Bright and early Monday morning, I reported for work at the Commissary warehouse, where I would join the person and a half who were already working there. The half person was Joe L., although I didn't know at the time just what kind of a fuckup this guy was. When I first saw him, he was sitting in a chair, watching my other 'teammate,' Harry S., finish up some work left from the previous Wednesday. (Harry had also taken off for the Jewish holidays, leaving Joe to handle all the paperwork for the rest of the week.)
Harry was a hard worker; so hard that he was on daily medication for high blood pressure, ulcers, and a few other ailments. Harry had been the CEO of a small electronics company in Ohio that made some sort of gadget which used a subassembly manufactured by another electronics company in New Jersey. Apparently, the New Jersey company was one of the few that made this particular package, and since their price was the best, Harry did business with them. In fact, as I understood it, it was Harry's company that kept these guys in business, and they were overwhelmingly appreciative ... so much so that any time they'd schedule a sales conference in some remote location like Florida or Hawaii or Bermuda, Harry and his wife were always invited along, free of charge.

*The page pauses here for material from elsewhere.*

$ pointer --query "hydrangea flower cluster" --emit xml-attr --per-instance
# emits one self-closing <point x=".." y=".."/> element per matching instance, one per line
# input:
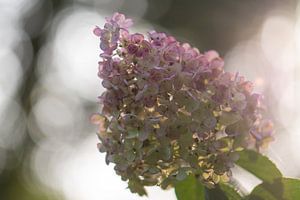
<point x="169" y="111"/>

Unfortunately for Harry, someone else on his board of directors wanted Harry's job, so this swine informed the IRS that Harry was being given free vacations and not reporting the value thereof on his tax return as income. (Yes, the IRS has all sorts of dumbshit regulations you've never heard of, and probably never will unless somebody catches you abusing one. In fact, Harry was the first person ever prosecuted under this law.) Rather than face the disgrace of going to trial, Harry pled guilty, with the understanding from his attorney that he wouldn't get sent to jail. The attorney's promise was worth 3 years, later reduced to 18 months, of which Harry had served about 5 months when I arrived.
The thing that interested me the most about it was that Harry, a good American, was convinced that his government wouldn't have prosecuted him for something unless it were some sort of heinous offense, and that therefore, his being in jail was just and proper. And if you, the reader, have come to this point in my diatribe and you also feel that the government has the right to put you, an average citizen who doesn't work for the government, in jail for taking a gift from a business associate, you might as well stop reading right now. Much of what I have to say about the rights of free men will never reach you where it counts, so you'll be wasting your time. I must have spent at least a couple of weeks convincing Harry that he hadn't done anything wrong, and that it was a stupid regulation propounded by an equally stupid agency that had put him in jail. And the capper of the whole caper is that Harry's rival did get Harry's job ... and promptly ran the company into the ground, so that Harry has no business to return to when he got out.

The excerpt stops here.